For me, perhaps the best thing about the event that I’ve grown to adore — so much so that it looms as my coverage highlight each calendar year — can be pinpointed somewhere in Reale’s loss for words when responding to my question. Some of these guys went back to normal jobs on Thursday. Others prepared to go back to college. Some even went back to their high school teams.
But all went back to their families, and several never left them at all. Over the course of four days, it truly was a family event. Fathers caddied for sons. Mothers caddied for sons. Sisters caddied for brothers. For four days, people trudged the cart paths clutching portable chairs, and it didn’t even matter if their son, grandson, niece, nephew, boyfriend, husband or cousin was in contention. Not in the least.
It’s a long jaunt to make around the Old White and Meadows courses. Fortunately, this week in White Sulphur Springs was the best weather I’ve seen over the course of four days. It was atypical for sure, but weather never stops them either. I’ve been lucky enough to get to know or even given a cart ride to some of them when I’m following along with the same group.
And that just accounts for blood relatives. But family within the West Virginia golf community goes way deeper than that.

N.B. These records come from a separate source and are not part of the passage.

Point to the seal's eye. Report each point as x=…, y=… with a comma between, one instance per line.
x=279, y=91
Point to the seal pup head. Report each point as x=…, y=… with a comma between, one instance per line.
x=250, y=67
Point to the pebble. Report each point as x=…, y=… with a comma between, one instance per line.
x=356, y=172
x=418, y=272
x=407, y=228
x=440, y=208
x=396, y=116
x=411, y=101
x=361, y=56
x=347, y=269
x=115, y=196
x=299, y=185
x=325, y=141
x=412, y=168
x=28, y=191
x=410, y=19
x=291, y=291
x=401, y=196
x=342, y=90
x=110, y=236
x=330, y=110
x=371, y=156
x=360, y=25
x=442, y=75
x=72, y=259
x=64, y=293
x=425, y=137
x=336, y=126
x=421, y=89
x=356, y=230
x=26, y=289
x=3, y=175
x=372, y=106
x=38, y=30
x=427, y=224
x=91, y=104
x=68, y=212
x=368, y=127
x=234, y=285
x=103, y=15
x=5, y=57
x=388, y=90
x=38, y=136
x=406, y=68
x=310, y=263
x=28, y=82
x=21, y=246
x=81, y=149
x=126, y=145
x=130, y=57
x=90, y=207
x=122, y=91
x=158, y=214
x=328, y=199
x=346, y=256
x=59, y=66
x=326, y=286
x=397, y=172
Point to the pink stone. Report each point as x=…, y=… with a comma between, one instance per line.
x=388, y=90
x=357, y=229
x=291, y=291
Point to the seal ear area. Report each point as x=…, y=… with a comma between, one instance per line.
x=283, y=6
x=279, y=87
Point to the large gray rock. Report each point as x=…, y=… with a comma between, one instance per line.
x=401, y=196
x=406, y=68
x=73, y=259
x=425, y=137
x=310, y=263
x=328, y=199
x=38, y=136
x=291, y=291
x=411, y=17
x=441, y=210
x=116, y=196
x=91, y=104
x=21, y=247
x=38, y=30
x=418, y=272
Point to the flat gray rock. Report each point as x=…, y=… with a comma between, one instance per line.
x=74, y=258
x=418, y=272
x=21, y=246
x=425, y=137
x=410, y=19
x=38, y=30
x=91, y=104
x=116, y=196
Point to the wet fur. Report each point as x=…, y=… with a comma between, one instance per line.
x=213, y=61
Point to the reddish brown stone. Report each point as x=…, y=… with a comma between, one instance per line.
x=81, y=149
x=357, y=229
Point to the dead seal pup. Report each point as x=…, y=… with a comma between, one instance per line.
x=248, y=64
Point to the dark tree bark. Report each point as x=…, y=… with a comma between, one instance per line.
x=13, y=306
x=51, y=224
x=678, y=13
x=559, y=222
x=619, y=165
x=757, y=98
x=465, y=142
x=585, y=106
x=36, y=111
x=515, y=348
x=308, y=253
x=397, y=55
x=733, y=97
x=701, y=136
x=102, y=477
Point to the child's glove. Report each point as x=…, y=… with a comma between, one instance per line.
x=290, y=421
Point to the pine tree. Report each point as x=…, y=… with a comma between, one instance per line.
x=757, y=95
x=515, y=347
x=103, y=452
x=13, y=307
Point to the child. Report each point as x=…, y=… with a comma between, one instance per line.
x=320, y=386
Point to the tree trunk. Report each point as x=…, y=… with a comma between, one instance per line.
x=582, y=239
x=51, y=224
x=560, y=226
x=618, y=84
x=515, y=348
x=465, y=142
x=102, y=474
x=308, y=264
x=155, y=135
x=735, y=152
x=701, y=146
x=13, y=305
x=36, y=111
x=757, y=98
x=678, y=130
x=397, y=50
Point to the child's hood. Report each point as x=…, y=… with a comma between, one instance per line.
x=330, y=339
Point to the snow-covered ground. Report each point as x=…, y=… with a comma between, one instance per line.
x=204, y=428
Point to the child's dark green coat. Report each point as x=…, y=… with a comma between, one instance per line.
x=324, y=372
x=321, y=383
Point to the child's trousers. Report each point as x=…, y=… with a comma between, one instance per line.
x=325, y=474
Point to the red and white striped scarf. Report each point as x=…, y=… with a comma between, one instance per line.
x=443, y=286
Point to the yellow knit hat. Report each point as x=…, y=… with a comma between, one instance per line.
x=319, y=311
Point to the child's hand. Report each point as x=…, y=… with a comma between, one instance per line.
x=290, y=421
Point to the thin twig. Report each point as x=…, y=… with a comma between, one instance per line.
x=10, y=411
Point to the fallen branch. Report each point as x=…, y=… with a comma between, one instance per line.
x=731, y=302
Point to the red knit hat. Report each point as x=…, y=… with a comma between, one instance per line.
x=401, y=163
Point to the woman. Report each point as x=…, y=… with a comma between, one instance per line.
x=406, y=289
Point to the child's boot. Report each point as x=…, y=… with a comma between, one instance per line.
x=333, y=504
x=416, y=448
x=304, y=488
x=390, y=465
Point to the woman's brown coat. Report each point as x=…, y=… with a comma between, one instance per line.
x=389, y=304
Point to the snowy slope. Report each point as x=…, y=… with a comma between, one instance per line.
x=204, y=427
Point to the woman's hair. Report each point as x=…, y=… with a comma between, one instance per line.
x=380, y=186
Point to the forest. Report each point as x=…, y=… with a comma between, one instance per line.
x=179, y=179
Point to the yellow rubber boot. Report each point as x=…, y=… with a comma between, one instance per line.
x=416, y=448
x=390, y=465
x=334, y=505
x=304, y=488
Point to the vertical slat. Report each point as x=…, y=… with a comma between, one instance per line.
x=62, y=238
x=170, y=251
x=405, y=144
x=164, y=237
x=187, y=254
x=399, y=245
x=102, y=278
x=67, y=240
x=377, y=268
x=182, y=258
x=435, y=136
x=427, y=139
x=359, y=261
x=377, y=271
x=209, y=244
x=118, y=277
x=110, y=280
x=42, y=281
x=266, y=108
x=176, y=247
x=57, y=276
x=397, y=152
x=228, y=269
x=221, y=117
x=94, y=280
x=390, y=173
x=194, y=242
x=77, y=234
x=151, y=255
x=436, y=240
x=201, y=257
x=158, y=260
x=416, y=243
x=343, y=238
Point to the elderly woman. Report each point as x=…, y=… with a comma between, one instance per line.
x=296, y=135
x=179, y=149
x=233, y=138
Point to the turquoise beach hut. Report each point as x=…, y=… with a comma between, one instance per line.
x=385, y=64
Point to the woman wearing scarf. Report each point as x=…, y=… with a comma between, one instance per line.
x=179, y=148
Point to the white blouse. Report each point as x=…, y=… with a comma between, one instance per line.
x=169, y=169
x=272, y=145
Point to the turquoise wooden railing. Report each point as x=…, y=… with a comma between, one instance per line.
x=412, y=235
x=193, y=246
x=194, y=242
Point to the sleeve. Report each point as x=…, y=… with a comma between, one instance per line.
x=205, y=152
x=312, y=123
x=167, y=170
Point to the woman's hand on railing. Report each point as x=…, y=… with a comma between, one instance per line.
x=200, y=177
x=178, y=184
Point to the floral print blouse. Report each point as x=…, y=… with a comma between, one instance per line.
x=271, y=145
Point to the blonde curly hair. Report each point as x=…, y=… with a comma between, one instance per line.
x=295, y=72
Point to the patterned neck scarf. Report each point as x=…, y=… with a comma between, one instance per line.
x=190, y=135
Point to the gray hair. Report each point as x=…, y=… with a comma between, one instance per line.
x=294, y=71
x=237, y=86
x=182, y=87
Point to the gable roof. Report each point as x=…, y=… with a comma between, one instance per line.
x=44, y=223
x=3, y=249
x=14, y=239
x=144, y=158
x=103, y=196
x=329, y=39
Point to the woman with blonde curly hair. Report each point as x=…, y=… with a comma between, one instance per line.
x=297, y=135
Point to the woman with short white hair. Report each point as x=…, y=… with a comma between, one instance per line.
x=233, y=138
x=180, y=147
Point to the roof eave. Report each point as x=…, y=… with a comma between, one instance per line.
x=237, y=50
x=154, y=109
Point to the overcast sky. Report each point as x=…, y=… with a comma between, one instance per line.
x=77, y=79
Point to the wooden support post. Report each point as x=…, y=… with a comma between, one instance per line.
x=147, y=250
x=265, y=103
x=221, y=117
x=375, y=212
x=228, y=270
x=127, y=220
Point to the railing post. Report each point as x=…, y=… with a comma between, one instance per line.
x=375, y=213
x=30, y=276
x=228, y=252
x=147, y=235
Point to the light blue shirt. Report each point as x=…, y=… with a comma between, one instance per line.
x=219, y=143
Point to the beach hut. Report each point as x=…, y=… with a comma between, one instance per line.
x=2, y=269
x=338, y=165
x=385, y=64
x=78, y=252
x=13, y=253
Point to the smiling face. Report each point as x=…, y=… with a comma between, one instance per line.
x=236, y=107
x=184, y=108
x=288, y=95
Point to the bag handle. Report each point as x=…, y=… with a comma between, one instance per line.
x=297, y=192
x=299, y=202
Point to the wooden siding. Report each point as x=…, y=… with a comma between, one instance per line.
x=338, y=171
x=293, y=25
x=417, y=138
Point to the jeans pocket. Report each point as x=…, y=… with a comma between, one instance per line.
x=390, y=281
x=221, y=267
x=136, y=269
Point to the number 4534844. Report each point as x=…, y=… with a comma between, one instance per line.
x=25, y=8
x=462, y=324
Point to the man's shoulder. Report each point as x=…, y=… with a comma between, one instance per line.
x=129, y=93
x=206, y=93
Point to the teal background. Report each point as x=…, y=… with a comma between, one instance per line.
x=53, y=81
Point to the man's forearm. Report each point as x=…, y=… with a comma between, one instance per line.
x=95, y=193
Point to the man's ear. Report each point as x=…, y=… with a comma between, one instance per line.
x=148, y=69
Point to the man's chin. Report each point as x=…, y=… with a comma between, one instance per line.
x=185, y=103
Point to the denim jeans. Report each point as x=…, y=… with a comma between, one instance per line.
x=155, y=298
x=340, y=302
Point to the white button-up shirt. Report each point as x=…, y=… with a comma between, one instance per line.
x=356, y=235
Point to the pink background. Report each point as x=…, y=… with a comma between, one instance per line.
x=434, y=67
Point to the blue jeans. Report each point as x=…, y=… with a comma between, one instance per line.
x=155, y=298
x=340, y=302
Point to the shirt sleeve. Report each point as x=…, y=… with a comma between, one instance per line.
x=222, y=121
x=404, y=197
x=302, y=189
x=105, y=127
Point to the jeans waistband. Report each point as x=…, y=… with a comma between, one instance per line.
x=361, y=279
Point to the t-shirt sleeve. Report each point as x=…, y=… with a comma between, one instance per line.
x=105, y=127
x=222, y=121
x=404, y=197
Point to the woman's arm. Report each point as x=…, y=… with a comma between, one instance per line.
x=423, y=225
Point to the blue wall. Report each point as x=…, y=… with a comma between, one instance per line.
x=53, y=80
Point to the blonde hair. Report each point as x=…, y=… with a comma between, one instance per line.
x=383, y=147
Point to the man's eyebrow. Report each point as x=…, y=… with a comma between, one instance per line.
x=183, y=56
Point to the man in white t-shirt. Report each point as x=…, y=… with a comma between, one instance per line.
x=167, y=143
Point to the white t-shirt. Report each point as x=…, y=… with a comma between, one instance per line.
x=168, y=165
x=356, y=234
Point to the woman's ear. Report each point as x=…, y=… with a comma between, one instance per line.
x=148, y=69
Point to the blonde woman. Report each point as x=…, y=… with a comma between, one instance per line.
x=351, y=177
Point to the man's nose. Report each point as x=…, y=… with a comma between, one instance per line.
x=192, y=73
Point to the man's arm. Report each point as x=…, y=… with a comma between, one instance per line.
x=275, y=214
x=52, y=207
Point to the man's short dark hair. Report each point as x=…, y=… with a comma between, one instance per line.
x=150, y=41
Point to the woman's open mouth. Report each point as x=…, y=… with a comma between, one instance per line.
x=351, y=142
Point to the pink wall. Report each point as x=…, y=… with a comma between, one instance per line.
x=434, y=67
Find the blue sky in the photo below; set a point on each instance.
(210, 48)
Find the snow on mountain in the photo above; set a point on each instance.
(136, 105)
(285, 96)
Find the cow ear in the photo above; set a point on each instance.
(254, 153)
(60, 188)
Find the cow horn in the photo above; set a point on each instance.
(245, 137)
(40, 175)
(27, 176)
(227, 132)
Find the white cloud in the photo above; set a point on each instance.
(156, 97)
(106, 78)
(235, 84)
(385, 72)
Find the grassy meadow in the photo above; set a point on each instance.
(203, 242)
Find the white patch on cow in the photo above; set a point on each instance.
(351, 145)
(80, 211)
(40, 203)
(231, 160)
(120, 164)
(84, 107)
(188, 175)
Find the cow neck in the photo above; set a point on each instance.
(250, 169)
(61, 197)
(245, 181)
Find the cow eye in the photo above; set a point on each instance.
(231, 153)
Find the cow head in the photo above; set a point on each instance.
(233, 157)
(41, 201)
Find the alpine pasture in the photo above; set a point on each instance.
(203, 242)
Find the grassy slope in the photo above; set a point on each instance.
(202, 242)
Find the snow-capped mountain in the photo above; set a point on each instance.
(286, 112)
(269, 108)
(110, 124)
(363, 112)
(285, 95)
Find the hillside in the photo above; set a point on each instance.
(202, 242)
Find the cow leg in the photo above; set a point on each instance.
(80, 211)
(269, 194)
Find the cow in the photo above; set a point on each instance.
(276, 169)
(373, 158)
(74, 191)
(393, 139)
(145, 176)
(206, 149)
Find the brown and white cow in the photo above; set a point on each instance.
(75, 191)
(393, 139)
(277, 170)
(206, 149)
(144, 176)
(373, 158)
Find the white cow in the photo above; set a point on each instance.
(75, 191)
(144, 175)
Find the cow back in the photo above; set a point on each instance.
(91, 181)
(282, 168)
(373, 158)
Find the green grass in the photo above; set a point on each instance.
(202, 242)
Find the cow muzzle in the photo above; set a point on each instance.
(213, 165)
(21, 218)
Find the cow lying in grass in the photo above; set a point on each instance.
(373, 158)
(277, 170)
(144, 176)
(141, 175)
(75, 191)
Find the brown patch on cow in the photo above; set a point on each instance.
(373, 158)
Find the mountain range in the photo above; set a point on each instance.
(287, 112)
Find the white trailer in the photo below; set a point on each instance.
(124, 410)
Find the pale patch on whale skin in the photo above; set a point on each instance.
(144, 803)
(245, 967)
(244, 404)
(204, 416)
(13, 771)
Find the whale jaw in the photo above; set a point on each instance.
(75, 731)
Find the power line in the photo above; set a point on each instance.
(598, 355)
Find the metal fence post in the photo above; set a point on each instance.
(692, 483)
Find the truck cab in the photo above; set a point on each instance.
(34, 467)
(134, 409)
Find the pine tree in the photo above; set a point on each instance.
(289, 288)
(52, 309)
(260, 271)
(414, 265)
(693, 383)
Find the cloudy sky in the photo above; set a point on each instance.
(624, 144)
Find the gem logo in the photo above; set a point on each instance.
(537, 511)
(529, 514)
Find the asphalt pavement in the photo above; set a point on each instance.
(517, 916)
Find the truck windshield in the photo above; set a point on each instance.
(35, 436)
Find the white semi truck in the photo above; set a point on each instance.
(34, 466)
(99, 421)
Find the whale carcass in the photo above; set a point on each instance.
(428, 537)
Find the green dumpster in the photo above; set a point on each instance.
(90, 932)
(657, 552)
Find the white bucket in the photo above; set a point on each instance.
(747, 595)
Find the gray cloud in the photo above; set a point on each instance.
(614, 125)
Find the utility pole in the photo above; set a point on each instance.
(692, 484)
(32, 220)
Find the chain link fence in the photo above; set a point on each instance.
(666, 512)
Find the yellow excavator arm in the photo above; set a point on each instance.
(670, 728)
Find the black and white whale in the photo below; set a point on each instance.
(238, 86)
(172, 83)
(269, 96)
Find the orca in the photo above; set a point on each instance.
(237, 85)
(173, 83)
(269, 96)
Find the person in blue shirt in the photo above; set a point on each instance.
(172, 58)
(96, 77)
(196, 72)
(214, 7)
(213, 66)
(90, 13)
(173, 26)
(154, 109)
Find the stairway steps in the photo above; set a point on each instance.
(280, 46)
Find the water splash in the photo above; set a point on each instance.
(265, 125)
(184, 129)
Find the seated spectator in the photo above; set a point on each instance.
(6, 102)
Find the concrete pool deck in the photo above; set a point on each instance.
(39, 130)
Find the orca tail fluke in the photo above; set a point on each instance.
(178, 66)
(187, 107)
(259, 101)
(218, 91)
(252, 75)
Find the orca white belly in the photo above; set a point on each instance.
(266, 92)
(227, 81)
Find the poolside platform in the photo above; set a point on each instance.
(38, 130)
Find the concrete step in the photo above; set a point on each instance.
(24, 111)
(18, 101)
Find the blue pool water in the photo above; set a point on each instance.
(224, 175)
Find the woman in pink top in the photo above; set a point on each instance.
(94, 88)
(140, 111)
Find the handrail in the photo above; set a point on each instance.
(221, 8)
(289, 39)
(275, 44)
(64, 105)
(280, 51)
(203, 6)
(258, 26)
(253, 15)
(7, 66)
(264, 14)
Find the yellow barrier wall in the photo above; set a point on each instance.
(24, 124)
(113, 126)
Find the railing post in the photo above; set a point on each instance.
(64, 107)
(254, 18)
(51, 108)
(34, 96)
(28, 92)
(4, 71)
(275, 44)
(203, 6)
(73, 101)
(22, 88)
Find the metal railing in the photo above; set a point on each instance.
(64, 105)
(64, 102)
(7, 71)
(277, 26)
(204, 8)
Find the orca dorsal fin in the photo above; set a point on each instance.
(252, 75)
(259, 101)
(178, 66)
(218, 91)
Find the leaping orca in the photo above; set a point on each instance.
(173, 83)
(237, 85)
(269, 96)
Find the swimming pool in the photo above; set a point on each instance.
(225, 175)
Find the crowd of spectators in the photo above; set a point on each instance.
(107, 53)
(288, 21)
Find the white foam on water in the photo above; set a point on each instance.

At the West Virginia Amateur — and the West Virginia Open — stories are passed and float on the breeze day in and day out. Stories of past rounds. Of the day’s rounds. Of shots hit and shots missed, putts holed and those left begging. Of players who came before and are no longer with us to players that are on the way. You can hear them everywhere, in the casual conversations of every group.
If you live in this state, you know how the webs of our lives interconnect. Chances are, if I meet a player from Bridgeport, I can tell them the name of a friend I have there and they know them too. Strangers rarely exist in these events, especially for those who make the yearly pilgrimage to The Greenbrier’s hallowed grounds.
And they come from all corners, from all age groups and from all walks of life to challenge the state’s mecca of golf and each other. There is no massive cash purse on the line, just amateur supremacy.
But even that takes a back seat to the relationships that are rekindled on a yearly basis there. You could hear it from the players who gave their thoughts on Steve Fox, who played his 54th and final State Amateur this week. He wasn’t spoken of as a competitor, but as a friend and senior statesmen of an event that is woven into the fabric of our history, both in sport and as a state.
And backing them all, whether cleaning clubs and reading putts or hoofing it down the long and twisting concrete pathways in support or following along via live scoring and awaiting anxiously by the phone for a post-round call, is family.
So, while Reale’s answer strayed from the direction I thought it might go, it highlighted a point that I have grown to understand and appreciate with each year covering the event.
Even at the state’s premier tournament, golf is still secondary.
And that’s what makes our state amateur second to none in my book.